Though the number for plastic surgery related surgical site infections has not been quantified, the statistics for all types of surgery demonstrates that surgical site infections (SSI) are important for both plastic surgery patients and surgeons to be proactive about, including;

  • Surgical site infections occur at rates of 1 to 10 per 100 procedures

  • Surgical site infections accounts for close to 40% of all hospital acquired infections.

  • Surgical site infection patients are 60% more likely to require ICU treatment.

  • Surgical site infections can create excess costs of up to $3500.

In 1999, The American Society of Health System Pharmacists (ASHP) developed guidelines for surgeons to implement in order to reduce the risk of surgical site infections. ASHP is comprised of 35,000 members that represent pharmacists who practice in hospitals, health maintenance organizations, long-term care facilities, and the like. In 2002, the Center for Disease Control and Centers for Medicare and Medicaid Services joined together in conjunction with eight leading medical organizations to establish the Surgical Infection Project in order to better define terms for preventing surgical site infections. The culmination of the medical industry’s efforts to recognize risk factors for surgical site infections has resulted in new tips for reducing the risk of surgical site infections, as follows:

  • Proper diet and no malnutrition reduce the risk of surgical site infections.

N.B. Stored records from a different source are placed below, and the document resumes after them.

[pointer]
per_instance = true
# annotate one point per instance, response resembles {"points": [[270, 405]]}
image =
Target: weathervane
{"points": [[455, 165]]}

  • Proper weight helps prevent surgical site infections.

  • Not smoking improves the chance of a complication from a surgical site infection.

  • Not shaving the plastic surgery site for two weeks prior to surgery decreases the risk of surgical site infections. Clipping surgical site hair by the doctor is the preferred method, when necessary.

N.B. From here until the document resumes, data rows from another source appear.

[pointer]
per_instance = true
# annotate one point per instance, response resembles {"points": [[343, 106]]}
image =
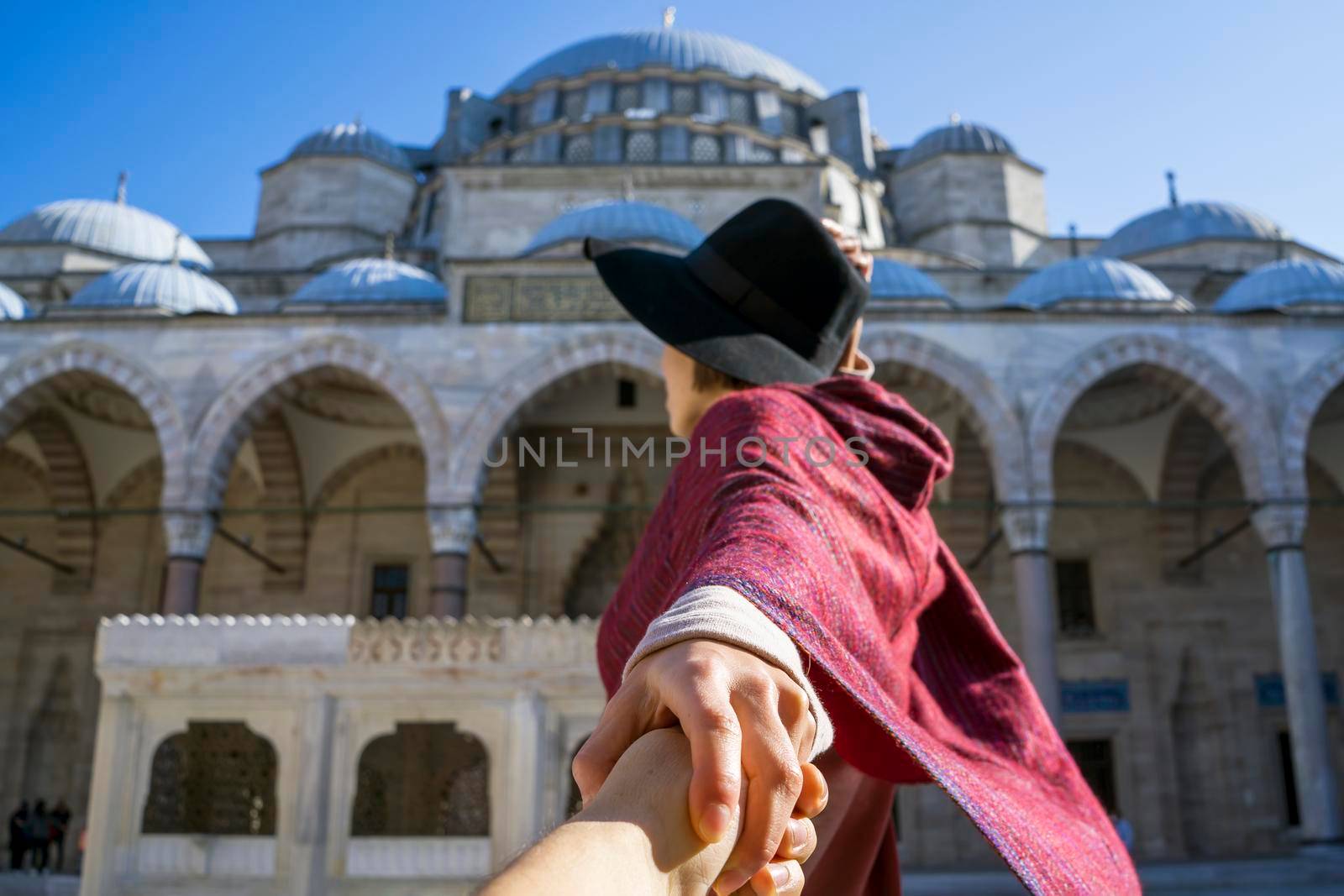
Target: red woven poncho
{"points": [[846, 559]]}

  • Controlling glucose for surgery reduces the risk for SSI.

  • Proper PH levels in the body improve the risk of SSI.

  • Showering with chlorhexidine decreases the risk for surgical site infections.

Other Factors Play a Role in Surgical Site Infections
It has also been uncovered that there are numerous factors that may occur during surgery which can increase the risk for SSI. Medical conditions that may occur during surgery such as hyperthermia and excessive blood loss increase the risk for SSI. Endogenous flora and microbial organisms may be present on body surfaces or penetrate tissues and cells which may result in an infection through chemical, cellular and immunological changes. Instruments used in the procedure may increase the risk for a surgical site infection. Finally, the surgeon’s skill, volume of the procedure, and the location of the surgery on the body such as the abdomen play a role in surgical infections.